Yesterday NASA announced the start of a “Grand Challenge”, an ambitious goal at a global level, in this case the detection of all the asteroids that might pose a threat to Earth. It’s a project that is supposed to involve other government agencies as well as international partners, scientific institutions, private companies and even amateur astronomers.
In recent months, NASA presented a proposal regarding a mission that aims to send a spacecraft capable of capturing a small asteroid of the NEO (Near-Earth Object) type, which is the type whose orbit brings it near the Earth, and move it into an orbit in the Earth-Moon system where it can do no damage.
Another proposal for a simpler mission is called OSIRIS-REx (Origins-Spectral Interpretation Resource Identification Security Regolith Explorer), which would consist in building a spacecraft capable of reaching the asteroid Bennu, take an sample of it and bring it back to Earth. The launch could in theory take place in 2016.
The problem is in the costs of those projects. In recent years it’s become more and more difficult to find funding for new missions because of continuing budget cuts and disagreements on how to use it. In essence, the White House makes certain proposals, the Congress makes others and what is eventually approved is the result of various compromises.

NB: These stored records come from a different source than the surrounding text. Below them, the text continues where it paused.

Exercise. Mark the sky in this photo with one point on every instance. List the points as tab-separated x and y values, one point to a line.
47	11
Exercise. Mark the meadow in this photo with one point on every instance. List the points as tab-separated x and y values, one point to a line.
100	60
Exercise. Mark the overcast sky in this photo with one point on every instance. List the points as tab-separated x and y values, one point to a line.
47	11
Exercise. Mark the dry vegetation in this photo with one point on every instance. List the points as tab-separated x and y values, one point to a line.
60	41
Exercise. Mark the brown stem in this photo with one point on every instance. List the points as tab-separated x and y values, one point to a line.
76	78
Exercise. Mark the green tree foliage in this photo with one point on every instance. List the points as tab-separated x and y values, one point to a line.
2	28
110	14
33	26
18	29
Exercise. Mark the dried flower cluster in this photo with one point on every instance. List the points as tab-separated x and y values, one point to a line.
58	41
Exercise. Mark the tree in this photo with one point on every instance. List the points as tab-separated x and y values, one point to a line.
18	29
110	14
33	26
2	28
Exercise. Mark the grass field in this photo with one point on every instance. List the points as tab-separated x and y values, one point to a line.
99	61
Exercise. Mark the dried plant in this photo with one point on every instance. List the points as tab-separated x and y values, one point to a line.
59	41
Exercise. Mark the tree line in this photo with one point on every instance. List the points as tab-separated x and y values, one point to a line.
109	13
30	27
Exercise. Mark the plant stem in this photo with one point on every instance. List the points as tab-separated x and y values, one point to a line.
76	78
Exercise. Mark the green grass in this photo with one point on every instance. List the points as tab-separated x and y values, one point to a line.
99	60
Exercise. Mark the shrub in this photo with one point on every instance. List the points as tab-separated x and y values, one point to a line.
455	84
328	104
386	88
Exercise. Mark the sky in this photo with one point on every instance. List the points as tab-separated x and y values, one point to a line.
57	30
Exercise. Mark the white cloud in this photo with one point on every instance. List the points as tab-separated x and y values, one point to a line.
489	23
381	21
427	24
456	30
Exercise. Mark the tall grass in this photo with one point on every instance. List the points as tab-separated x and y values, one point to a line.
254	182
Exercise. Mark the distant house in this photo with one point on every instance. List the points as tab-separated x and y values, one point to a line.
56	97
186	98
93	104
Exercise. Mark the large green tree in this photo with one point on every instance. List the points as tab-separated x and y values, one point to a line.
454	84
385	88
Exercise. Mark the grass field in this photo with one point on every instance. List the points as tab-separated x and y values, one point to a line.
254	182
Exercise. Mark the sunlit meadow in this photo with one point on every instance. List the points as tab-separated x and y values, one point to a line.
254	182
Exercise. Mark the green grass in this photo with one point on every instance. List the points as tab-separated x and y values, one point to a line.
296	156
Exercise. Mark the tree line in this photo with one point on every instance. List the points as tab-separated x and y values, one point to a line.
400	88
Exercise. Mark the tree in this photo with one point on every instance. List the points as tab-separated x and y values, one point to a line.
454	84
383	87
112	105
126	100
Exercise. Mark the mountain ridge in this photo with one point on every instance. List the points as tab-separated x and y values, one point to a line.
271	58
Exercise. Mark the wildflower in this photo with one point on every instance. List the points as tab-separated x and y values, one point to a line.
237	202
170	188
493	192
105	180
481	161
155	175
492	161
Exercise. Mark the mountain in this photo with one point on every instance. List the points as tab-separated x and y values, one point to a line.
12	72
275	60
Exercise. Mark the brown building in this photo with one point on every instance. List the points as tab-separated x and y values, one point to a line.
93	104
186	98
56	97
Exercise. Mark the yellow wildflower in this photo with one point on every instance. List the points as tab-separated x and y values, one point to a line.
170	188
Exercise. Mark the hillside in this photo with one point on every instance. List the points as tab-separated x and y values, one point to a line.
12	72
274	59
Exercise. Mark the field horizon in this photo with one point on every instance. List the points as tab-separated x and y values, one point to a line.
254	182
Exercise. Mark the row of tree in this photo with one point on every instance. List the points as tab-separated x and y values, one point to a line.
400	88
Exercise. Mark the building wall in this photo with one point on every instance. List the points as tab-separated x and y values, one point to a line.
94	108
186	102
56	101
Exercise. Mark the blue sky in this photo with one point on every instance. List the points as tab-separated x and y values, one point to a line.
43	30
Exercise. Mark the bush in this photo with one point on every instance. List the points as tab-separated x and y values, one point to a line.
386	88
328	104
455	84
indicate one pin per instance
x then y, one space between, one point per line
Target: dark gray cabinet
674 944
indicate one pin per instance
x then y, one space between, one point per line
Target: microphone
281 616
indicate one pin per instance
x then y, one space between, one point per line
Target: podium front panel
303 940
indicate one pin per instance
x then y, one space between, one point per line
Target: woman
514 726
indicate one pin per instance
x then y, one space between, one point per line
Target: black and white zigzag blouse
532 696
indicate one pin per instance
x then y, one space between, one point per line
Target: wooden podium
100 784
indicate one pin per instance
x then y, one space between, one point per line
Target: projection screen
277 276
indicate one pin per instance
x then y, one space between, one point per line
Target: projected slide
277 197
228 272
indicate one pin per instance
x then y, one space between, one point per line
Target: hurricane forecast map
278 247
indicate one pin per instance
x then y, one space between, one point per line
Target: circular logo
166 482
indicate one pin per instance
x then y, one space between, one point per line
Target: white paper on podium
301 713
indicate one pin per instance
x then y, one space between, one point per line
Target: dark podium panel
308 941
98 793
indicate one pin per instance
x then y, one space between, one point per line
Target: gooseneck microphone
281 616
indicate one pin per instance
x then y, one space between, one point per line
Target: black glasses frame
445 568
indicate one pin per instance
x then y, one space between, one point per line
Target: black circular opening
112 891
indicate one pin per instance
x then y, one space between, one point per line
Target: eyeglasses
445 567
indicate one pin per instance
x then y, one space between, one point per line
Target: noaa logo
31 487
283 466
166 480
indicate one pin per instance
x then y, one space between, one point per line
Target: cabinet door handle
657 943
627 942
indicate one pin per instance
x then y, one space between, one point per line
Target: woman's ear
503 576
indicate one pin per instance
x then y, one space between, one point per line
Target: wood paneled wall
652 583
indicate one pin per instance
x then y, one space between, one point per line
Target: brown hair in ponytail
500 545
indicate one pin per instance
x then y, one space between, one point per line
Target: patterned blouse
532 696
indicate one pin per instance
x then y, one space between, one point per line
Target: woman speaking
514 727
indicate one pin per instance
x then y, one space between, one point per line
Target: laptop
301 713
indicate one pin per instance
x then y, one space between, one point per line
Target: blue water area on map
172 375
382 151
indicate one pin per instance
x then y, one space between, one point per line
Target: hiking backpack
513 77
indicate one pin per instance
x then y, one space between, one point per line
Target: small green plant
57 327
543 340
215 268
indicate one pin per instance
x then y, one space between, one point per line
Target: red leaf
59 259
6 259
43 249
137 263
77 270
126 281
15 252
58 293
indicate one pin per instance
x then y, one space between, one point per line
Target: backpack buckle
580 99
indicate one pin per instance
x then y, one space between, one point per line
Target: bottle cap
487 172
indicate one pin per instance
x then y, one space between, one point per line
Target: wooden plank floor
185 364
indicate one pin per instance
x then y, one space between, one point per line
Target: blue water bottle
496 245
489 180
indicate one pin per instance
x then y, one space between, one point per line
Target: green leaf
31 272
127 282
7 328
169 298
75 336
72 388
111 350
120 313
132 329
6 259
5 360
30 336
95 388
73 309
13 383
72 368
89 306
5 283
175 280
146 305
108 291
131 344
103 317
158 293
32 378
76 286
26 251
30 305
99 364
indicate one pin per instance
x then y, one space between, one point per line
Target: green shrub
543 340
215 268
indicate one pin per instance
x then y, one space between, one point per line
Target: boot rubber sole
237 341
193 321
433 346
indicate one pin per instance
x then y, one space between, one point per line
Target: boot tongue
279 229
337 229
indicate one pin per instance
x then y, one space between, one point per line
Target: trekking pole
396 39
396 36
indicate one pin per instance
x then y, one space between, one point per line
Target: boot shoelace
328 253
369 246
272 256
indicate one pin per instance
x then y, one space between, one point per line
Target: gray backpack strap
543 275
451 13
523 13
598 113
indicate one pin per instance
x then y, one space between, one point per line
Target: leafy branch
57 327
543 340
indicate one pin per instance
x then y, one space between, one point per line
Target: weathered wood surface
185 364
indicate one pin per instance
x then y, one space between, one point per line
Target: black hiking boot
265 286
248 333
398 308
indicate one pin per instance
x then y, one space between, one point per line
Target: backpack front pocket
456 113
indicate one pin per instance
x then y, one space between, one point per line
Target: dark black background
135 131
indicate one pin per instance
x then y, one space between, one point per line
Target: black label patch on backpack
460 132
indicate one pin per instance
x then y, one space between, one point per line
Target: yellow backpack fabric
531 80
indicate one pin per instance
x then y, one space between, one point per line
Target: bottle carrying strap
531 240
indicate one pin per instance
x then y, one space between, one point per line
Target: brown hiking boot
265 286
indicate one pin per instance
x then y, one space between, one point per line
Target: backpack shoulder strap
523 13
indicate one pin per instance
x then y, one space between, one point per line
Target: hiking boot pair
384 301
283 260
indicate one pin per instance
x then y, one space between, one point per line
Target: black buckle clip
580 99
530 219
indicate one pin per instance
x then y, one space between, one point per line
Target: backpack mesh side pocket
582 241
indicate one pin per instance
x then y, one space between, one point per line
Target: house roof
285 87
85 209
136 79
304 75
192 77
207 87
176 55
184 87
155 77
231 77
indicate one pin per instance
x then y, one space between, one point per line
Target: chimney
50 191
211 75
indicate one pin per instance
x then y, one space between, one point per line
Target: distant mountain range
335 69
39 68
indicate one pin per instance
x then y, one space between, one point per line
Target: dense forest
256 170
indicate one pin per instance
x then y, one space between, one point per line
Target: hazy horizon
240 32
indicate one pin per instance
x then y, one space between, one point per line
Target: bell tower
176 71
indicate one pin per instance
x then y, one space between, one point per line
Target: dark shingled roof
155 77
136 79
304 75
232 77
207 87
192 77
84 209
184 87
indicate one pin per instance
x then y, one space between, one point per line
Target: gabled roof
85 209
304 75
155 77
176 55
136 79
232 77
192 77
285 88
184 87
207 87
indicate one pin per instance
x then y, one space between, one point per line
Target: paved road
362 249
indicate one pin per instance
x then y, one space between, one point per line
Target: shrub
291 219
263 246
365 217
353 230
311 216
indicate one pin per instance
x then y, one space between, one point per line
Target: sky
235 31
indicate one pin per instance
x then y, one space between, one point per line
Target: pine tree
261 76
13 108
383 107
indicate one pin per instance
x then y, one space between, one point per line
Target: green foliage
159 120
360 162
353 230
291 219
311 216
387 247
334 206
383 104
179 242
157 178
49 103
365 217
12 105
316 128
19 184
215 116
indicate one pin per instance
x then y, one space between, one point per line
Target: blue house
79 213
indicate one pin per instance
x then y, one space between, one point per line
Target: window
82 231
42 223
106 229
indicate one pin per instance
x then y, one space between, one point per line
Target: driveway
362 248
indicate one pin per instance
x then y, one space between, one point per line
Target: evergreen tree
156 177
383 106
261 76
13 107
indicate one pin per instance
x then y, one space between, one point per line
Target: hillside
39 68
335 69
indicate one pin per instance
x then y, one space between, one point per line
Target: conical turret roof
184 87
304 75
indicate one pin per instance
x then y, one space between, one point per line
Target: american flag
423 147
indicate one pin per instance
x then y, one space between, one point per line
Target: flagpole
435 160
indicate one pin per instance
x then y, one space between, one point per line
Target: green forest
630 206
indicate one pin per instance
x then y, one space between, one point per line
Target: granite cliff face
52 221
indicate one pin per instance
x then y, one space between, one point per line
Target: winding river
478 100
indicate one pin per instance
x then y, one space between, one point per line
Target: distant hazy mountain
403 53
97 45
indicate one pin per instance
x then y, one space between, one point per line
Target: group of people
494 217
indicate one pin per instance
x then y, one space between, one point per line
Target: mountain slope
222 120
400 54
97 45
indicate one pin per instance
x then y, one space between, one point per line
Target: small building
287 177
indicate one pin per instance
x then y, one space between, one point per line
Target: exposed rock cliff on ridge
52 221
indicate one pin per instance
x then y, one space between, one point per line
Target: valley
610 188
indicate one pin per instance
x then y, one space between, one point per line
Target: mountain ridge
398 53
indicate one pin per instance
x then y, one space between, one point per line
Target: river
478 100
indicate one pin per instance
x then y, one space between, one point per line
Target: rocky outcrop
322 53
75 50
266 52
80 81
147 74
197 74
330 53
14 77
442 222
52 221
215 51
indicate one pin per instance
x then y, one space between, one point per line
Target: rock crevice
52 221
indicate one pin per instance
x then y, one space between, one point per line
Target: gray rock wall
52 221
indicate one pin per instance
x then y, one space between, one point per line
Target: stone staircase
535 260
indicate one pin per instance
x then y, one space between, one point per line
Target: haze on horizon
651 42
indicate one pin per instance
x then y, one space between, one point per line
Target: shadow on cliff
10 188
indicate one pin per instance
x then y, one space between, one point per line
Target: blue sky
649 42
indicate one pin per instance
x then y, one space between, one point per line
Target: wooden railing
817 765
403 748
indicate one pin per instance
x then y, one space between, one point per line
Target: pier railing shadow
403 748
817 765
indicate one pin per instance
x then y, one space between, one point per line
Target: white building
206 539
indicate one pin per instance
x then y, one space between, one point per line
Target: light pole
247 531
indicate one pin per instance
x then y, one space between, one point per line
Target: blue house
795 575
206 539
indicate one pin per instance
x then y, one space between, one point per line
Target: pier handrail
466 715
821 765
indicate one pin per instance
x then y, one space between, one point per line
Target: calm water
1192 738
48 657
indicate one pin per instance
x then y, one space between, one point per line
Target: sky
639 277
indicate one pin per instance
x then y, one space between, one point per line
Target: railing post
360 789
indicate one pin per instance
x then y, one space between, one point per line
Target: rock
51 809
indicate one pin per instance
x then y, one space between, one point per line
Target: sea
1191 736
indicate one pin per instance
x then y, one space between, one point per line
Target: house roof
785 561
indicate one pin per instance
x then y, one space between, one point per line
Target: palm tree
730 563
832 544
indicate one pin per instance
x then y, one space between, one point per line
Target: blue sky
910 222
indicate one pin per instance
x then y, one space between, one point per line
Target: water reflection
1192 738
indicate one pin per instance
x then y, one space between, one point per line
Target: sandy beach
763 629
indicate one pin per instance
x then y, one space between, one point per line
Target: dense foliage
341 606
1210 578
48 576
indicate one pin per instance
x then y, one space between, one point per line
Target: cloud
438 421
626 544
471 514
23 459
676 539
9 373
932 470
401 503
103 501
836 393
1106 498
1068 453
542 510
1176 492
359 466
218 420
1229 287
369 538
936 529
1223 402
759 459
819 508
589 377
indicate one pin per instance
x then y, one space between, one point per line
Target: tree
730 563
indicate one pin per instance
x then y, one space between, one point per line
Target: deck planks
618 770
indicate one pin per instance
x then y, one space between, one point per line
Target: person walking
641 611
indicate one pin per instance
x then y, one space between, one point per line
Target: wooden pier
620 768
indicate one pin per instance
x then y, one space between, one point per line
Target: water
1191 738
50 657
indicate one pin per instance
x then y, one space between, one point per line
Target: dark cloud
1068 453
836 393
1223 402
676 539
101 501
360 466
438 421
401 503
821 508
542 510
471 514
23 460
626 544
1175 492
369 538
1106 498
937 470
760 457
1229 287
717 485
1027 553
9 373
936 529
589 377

While politicians argue, various asteroids continue to pass near the Earth and in February 2013 a meteorite hit Russia. It was a really small object that got fragmented in the atmosphere, yet it caused enormous damage with many people injured. ESA recently opened a center to monitor objects of the NEO type precisely because now there’s a great awareness of this danger.
NASA has also set up a meeting with representatives of large companies to assess the possibility to work together on the surveillance of the skies but also on possible space missions. The interested companies work mainly in the aerospace field and some are already NASA’s partners such as SpaceX but there’s also Google.
NASA’s appeal was also aimed at scientific institutions and amateur astronomers to coordinate new projects for monitoring the near-Earth space. A “request for information” (RFI) was released, an invitation to offer ideas to locate but also to deflect and explore asteroids.
Recently there had already been some companies that showed interest in space missions to asteroids to mine them to use their minerals. Now there might be the possibility of coordinating the efforts of various partners in order to eliminate the potential dangers of asteroids and perhaps turn them into useful goods.